Lo que más motoriza es la construcción de viviendas”, planteó el empresario, por el derrame que tiene sobre el empleo, el comercio y las pequeñas industrias vinculadas a la cadena de la construcción. Sin embargo, es justamente el segmento el que consideró que aún no logra despegar. Entre otros puntos por el todavía elevado costo financiero.

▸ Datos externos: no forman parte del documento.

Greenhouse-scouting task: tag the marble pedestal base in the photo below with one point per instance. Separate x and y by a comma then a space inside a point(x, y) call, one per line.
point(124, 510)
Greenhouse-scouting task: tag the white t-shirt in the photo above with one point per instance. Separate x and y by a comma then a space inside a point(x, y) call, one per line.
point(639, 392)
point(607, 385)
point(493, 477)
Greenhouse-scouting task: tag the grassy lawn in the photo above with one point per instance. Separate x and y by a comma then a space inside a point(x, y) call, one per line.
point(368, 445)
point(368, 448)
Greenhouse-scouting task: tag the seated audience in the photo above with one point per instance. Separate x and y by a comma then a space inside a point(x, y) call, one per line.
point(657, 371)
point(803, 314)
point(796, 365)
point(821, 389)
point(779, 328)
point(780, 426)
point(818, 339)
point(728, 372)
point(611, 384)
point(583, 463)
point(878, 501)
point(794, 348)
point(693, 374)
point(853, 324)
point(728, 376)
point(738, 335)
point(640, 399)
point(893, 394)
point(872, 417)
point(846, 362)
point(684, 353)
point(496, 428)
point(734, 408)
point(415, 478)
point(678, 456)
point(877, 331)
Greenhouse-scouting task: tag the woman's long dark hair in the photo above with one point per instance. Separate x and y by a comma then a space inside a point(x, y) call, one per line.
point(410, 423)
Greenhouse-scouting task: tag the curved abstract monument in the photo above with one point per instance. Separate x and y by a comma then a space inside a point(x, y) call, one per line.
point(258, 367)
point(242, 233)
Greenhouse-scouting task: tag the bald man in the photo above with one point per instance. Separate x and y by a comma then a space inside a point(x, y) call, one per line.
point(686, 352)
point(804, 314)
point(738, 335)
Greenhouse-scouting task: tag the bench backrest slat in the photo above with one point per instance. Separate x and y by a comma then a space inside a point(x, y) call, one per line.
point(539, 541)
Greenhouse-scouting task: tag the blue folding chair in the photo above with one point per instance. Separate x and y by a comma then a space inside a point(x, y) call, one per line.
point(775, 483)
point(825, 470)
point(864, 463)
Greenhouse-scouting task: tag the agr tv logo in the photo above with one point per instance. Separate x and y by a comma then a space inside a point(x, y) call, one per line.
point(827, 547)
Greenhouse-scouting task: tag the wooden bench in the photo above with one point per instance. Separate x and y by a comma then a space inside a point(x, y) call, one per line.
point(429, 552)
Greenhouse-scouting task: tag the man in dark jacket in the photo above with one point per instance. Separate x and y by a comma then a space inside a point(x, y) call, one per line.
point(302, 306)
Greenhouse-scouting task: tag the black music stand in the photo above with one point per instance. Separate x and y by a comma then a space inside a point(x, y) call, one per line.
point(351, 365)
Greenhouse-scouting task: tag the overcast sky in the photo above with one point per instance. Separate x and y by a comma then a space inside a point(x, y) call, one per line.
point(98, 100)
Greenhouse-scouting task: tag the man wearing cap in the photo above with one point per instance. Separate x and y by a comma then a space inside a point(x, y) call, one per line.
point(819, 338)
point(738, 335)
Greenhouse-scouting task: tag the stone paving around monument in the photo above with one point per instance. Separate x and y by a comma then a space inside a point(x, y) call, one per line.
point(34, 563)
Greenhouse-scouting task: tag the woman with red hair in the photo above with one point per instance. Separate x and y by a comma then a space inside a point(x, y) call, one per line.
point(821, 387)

La consecuencia se observa en el mercado laboral. Barbeito estima que Mendoza perdió unos 4.600 puestos de trabajo formales respecto de los niveles de 2022-2023 y calcula que la pérdida total podría rondar los 10.000 empleos si se incorporan los puestos informales. “El ingreso se ha recuperado en dólares. Lo que no se han recuperado son los puestos de trabajo“, resumió.

Las propuestas para Mendoza

Los dos empresarios coinciden con el respaldo al rumbo de la macroeconomía y advierten que hay una oportunidad para Mendoza en la diversificación de la matriz productiva. Aunque reconocen que debe haber una necesaria reconfiguración.

Viciana puso como ejemplo la vitivinicultura. Que va a sufrir una necesaria “redimensión”, lo cual es coherente con la caída a nivel mundial del consumo de vino.

Sin embargo, apuntó que la cuestión política toma un rol crucial en esa reconversión. Porque no otorga previsibilidad ni permite prever si el rumbo económico se va a consolidar. Por ejemplo, expresó que a la industria se le hace difícil tomar para financiar esa reconfiguración desconociendo si se van a mantener las mismas condiciones. Lo ilustró con el caso de un viñatero que quiere pasarse a los frutos secos, pero ya viene golpeado por la deficiencia de la industria y no sabe si va a tener el respaldo para invertir en cambiar su producción.

Mientras tanto, otros sectores avanzan en el país y en otras provincias que muestran recuperación. Barbeito consideró que hay una diferencia estructural entre Mendoza y provincias como Neuquén, San Juan o la pampa húmeda, que producen commodities y se han beneficiado del impacto de las inversiones en petróleo, minería y energía. Mendoza todavía no logra capturar con la misma velocidad ese proceso e inició tarde otros.

Pero esto ubica una oportunidad para encontrar un nuevo lugar en el mapa productivo y abre una puerta para explotar la logística, por su ubicación estratégica, la cercanía al mercado chileno y la buena infraestructura. Eso le permitiría explotar el desarrollo minero sanjuanino y el petrolero neuquino mientras trabaja en sus propios proyectos.

Viciana compartió esta visión pero reconoció que no será un proceso inmediato y que la infraestructura necesaria requiere inversiones millonarias. También señala un déficit histórico respecto de que Mendoza está alejada de los puertos y no cuenta con una red ferroviaria que permita abaratar el transporte de cargas.

Por otro lado, puso foco en algunas industrias más aprovechables en el corto plazo como la del conocimiento.

Los datos del INDEC muestran que la industria y la construcción todavía atraviesan un escenario de contracción y Mendoza no es ajena.